На прощанье я получил в челюсть ещё один укол раскалённым шилом. Но вот боль начала утихать… Я как будто скользил по зеркальной глади озера, вокруг меня цвели белые кувшинки с широкими зелёными листьями… Они колыхались, погружались подо мною, увядали, распадались в прах, и я погружался вместе с ними, погружался в какую-то тихую бездну… Покой, тишина!.. «Умереть, растаять, как снежинка, испариться, превратиться в облако и растаять, как облако!» звучало вокруг меня в воде.

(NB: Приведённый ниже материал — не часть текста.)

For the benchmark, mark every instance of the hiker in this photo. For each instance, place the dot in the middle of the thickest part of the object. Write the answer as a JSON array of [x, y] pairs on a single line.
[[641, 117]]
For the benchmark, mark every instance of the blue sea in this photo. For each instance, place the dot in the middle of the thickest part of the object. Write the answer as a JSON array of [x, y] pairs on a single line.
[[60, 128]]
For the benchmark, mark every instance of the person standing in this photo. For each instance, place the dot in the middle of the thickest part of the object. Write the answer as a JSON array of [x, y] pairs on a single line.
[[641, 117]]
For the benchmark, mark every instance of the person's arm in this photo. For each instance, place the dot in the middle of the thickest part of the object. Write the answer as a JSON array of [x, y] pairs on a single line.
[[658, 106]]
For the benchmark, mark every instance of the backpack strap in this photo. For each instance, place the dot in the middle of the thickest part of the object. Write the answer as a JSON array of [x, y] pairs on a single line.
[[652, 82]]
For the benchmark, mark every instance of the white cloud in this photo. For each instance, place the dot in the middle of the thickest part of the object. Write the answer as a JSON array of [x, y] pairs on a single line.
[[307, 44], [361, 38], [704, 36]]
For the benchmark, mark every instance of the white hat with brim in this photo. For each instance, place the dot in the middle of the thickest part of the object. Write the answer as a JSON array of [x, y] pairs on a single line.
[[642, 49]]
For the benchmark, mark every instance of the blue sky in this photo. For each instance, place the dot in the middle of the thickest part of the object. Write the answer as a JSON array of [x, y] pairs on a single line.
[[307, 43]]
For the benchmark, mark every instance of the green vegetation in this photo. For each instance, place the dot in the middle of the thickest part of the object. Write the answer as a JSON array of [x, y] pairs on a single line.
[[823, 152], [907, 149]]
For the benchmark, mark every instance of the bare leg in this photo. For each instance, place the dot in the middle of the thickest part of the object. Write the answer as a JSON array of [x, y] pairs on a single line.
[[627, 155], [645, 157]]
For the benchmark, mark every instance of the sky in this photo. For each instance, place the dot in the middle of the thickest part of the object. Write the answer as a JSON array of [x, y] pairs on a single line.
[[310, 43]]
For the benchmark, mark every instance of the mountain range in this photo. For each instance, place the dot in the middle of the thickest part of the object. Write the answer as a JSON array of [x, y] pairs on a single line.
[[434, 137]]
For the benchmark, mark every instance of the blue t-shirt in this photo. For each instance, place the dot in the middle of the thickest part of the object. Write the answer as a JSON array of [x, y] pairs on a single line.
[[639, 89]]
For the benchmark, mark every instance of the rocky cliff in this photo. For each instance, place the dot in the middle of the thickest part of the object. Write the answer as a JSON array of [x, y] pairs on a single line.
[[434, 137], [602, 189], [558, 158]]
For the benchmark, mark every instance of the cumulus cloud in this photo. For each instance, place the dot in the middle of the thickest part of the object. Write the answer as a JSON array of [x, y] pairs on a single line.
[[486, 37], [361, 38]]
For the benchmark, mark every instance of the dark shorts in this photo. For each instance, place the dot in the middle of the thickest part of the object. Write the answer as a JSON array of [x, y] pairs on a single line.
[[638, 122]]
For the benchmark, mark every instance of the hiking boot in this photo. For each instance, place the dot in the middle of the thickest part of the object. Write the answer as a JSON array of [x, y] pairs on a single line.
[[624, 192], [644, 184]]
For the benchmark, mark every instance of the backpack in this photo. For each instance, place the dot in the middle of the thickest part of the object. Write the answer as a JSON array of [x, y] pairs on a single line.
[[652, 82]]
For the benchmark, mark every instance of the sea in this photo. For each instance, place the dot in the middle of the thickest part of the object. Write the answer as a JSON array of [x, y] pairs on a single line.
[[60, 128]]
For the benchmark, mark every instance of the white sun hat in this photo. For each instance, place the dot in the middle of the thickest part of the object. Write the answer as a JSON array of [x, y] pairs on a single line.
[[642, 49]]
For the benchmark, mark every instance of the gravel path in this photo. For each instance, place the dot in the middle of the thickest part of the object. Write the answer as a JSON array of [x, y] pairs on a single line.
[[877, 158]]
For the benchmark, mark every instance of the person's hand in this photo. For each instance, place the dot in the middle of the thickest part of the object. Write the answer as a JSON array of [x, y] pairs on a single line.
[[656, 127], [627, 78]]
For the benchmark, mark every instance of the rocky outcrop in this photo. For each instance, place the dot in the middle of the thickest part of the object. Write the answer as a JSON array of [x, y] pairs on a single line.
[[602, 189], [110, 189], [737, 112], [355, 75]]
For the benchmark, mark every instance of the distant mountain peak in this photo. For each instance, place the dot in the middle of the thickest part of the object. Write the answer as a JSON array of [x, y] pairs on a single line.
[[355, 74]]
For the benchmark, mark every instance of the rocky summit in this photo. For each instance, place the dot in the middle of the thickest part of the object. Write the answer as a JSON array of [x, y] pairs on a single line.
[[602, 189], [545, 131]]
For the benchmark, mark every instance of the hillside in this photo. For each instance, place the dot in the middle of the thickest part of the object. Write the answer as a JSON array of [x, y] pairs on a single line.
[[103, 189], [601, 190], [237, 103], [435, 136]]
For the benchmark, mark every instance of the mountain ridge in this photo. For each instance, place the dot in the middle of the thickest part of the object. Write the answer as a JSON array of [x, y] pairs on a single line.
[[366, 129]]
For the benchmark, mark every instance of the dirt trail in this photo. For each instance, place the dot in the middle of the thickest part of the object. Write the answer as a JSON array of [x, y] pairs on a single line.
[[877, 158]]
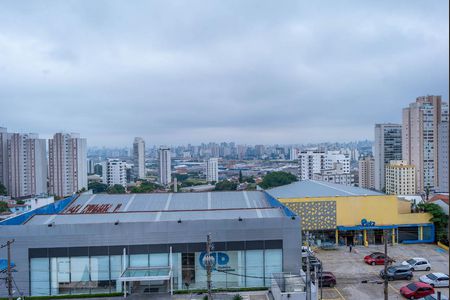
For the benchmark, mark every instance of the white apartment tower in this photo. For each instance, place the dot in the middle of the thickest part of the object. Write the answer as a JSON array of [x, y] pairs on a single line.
[[212, 169], [4, 156], [310, 162], [387, 147], [116, 172], [400, 178], [420, 138], [165, 166], [314, 162], [67, 164], [443, 156], [27, 165], [366, 172], [138, 158]]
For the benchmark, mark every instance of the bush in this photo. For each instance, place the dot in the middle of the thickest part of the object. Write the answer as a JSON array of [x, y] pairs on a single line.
[[275, 179]]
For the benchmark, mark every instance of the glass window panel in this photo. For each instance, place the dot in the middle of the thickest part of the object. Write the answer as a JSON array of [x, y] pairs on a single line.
[[39, 277], [116, 271], [100, 274], [254, 268], [79, 275], [60, 275], [159, 260], [273, 263], [139, 260]]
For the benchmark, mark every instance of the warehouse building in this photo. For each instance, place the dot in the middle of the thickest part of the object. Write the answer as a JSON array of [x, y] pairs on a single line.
[[351, 215], [151, 242]]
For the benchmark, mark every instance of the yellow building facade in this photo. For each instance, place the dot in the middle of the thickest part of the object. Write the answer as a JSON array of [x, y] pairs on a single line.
[[361, 219]]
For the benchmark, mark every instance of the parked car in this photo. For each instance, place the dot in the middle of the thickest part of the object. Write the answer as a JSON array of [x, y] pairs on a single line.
[[314, 262], [397, 272], [416, 290], [306, 250], [417, 264], [327, 279], [435, 279], [434, 297], [376, 258]]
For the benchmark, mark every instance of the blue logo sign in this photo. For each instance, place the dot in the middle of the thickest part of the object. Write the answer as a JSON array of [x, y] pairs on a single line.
[[220, 258], [366, 223]]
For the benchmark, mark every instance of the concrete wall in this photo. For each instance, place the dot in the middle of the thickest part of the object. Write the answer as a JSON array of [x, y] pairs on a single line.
[[81, 235]]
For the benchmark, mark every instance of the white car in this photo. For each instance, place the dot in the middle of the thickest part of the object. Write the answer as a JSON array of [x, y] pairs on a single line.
[[417, 264], [435, 279], [307, 251], [434, 297]]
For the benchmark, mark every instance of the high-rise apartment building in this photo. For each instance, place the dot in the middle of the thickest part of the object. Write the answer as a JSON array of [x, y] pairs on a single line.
[[400, 178], [387, 147], [443, 157], [165, 166], [67, 164], [420, 138], [293, 153], [212, 169], [27, 165], [116, 172], [4, 156], [310, 162], [138, 158], [366, 172], [314, 162], [332, 158]]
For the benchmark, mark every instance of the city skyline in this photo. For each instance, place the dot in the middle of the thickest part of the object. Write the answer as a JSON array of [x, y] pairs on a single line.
[[225, 71]]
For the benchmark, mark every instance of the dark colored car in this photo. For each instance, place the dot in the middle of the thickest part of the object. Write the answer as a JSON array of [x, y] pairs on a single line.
[[314, 264], [416, 290], [376, 258], [327, 279], [397, 272]]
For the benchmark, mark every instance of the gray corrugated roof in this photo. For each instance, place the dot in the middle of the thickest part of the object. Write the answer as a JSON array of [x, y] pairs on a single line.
[[154, 216], [101, 208], [312, 188]]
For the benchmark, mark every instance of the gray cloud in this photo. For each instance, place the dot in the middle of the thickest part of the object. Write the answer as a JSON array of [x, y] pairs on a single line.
[[191, 71]]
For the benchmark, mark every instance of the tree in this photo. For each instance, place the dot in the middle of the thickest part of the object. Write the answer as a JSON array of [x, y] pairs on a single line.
[[145, 187], [439, 218], [225, 186], [277, 179], [3, 191], [97, 187], [116, 189], [3, 206]]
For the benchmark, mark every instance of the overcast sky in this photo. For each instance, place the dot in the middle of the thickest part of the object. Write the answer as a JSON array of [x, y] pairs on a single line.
[[178, 72]]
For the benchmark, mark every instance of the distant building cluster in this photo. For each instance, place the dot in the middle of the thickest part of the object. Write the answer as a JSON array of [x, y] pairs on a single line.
[[411, 157], [26, 170]]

Сквозь прозрачную воду я видел сияние великих имён, надписи на развевающихся победных знамёнах, патенты на бессмертие, начертанные на крыльях мухи-подёнки.
Я погрузился в глубокий сон, без сновидений, и не слышал больше ни воя ветра, ни хлопанья ворот, ни звона колокольчика, ни гимнастики верхнего жильца.
Блаженство!
Вдруг налетел такой порыв ветра, что запертая дверь в комнату, где спала тётушка, распахнулась. Тётушка вскочила, надела башмаки, накинула платье и вошла ко мне. Но я спал – расказывала она мне потом – сном праведника, и она не решилась разбудить меня. Я проснулся сам; в первую минуту я ничего не помнил, не помнил даже, что тётушка ночевала тут в доме, но потом припомнил всё, припомнил и ужасную ночную гостью. Сон и действительность слились в одно.
– А ты не писал чего-нибудь вечером, после того, как мы попрощались? – спросила тётушка. – Ах, если бы ты писал! Ты, ведь, у меня поэт и будешь поэтом!
Мне показалось при этом, что она лукаво-прелукаво улыбнулась, и я уж не знал – любящая ли это тётушка Миллэ предо мною или ужасное ночное видение, взявшее с меня слово никогда не писать стихов?
– Так ты не писал стихов, милый мой мальчик?
– Нет, нет! – вскричал я. – А ты… ты – тётушка Миллэ?
– А то кто же? – сказала она. И впрямь это была тётушка Миллэ. Она поцеловала меня, взяла извозчика и уехала домой.
Я, однако, решился написать то, что тут написано: это, ведь, не стихи, да и напечатано никогда не будет!..»
* * *На этом рукопись обрывалась. Молодой друг мой, будущий приказчик бакалейного магазина, так и не мог добыть остальной части тетрадки; она пошла гулять по белу свету в виде обёртки для селёдок, масла и зелёного мыла – выполнила своё назначение!
Пивовар умер, тётушка умерла, сам студент умер, а искорки его таланта угодили в бочку. Вот каков был конец истории – истории о тётушке Зубной боли!